Outside in the sunshine were millions of people, apparently united in grief. Yet though it may seem harsh or cynical, I felt that there was something spurious about the mass mourning that followed her death and attended her funeral. True, most people had loved her, but they had not known her. They loved the media image; they loved the glamour, the humanity, the sympathetic tears, but they had little idea of the real Diana. Mainly they loved her because of what they had read or seen or heard about her. What they were mourning was an image moulded by the media and, it must be said, by the Princess herself from her years in the public eye. Now the press was
being vilified. Yet surely, if the newspapers and photographers were to blame, in part, for her death, then the people must also share some of that blame? After all, they had bought the newspapers, pored over the magazines, read the books, sat glued to the television coverage. By another irony, some of them were clutching special Diana editions as they abused photographers who had gathered to record the funeral. As I looked at the hordes of people who had stood for hours to share this day and express their sorrow, I felt vaguely disturbed by it all. Despite her ego, her concern for her image, Diana would not really have wanted this.

Everywhere there were flowers, from single buds picked that morning to enormous bouquets – ‘floral tributes’, as florists (and undertakers) call them. She liked flowers; she would have liked the people’s thoughtful tribute.
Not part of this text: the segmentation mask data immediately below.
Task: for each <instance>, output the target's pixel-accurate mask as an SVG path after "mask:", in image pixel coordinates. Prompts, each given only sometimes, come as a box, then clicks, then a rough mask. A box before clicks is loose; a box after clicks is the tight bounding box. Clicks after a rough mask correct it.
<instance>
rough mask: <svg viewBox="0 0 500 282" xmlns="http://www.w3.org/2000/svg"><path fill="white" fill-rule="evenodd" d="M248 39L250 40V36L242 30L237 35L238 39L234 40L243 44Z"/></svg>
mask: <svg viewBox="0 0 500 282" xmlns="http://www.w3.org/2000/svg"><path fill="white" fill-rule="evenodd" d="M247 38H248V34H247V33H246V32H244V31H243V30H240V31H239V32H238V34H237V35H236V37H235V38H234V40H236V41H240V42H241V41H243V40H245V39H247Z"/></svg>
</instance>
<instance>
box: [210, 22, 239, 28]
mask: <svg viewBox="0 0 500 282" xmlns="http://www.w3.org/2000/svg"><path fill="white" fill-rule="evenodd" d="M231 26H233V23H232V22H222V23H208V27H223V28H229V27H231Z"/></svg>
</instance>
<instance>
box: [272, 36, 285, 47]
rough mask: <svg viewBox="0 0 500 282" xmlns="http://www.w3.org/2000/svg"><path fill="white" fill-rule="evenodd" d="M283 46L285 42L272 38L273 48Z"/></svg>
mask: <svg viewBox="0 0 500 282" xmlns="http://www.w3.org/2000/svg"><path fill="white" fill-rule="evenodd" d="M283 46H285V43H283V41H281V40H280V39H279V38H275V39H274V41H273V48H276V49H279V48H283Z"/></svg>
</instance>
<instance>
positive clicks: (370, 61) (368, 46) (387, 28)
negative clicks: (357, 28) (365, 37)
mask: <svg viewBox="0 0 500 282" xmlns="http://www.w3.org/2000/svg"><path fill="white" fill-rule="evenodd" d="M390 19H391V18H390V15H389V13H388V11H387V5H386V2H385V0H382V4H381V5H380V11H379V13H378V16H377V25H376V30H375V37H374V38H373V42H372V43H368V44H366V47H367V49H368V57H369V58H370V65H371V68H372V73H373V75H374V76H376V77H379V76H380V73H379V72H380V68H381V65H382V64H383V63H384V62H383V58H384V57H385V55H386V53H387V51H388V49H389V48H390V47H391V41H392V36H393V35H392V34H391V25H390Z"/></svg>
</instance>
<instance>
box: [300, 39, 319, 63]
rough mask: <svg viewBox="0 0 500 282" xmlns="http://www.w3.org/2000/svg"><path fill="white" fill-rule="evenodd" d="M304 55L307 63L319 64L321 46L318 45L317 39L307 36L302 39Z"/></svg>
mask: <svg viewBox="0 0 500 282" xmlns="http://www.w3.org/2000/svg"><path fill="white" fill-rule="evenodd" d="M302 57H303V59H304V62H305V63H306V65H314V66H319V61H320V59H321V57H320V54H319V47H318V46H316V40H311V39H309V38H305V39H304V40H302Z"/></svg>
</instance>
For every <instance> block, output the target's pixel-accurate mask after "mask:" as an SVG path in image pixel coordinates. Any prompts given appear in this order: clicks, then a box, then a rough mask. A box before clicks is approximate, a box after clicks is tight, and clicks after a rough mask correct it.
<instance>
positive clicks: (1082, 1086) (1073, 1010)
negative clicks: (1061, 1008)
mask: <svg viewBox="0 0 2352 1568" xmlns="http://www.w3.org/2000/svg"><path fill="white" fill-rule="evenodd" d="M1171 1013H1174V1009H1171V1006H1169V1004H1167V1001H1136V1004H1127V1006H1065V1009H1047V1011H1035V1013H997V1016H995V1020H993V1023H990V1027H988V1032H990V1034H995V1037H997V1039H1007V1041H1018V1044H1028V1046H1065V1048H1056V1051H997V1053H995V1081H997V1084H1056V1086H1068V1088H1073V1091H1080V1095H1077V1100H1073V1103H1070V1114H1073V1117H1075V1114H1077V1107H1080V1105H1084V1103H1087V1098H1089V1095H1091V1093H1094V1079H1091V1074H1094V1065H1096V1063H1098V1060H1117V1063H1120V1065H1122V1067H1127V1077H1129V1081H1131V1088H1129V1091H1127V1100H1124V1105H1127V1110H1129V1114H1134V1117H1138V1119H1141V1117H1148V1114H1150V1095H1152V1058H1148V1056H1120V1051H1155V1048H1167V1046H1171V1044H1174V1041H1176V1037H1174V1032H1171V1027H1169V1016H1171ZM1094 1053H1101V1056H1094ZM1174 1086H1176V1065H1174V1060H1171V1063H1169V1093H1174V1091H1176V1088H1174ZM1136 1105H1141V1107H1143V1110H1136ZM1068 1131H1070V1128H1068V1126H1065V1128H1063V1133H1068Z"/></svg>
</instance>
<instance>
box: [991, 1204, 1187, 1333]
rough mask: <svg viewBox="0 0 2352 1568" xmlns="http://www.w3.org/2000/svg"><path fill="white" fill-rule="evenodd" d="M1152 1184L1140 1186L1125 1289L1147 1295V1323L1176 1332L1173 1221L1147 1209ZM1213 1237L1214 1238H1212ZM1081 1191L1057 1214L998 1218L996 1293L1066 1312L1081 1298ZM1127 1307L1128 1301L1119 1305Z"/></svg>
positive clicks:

At Kensington Palace, where I had spent so many happy years, there had been a sea of flowers. They had begun arriving on the morning of the day she died, and now there was a field of them – literally, tons of flowers – outside the gates to Kensington Palace. The smell of them was almost overpowering. Luckily, someone had the sense to have them removed before they began to fade and rot, but still they kept coming.

England’s rose may be dead, I thought, as I walked back to my office near Buckingham Palace, but she had certainly made the world sit up and take notice while she was here. To me, she was a magical person, a woman of great character, strength, humour, generosity and determination, but she had needed to be channelled, her qualities guided in the right direction, her self-pity and her sometimes explosive temper checked. Some
of those around her played an important part in shaping the person who in death would come to be known as the People’s Princess, and who finally became, as she had once publicly hoped, the ‘queen of people’s hearts’.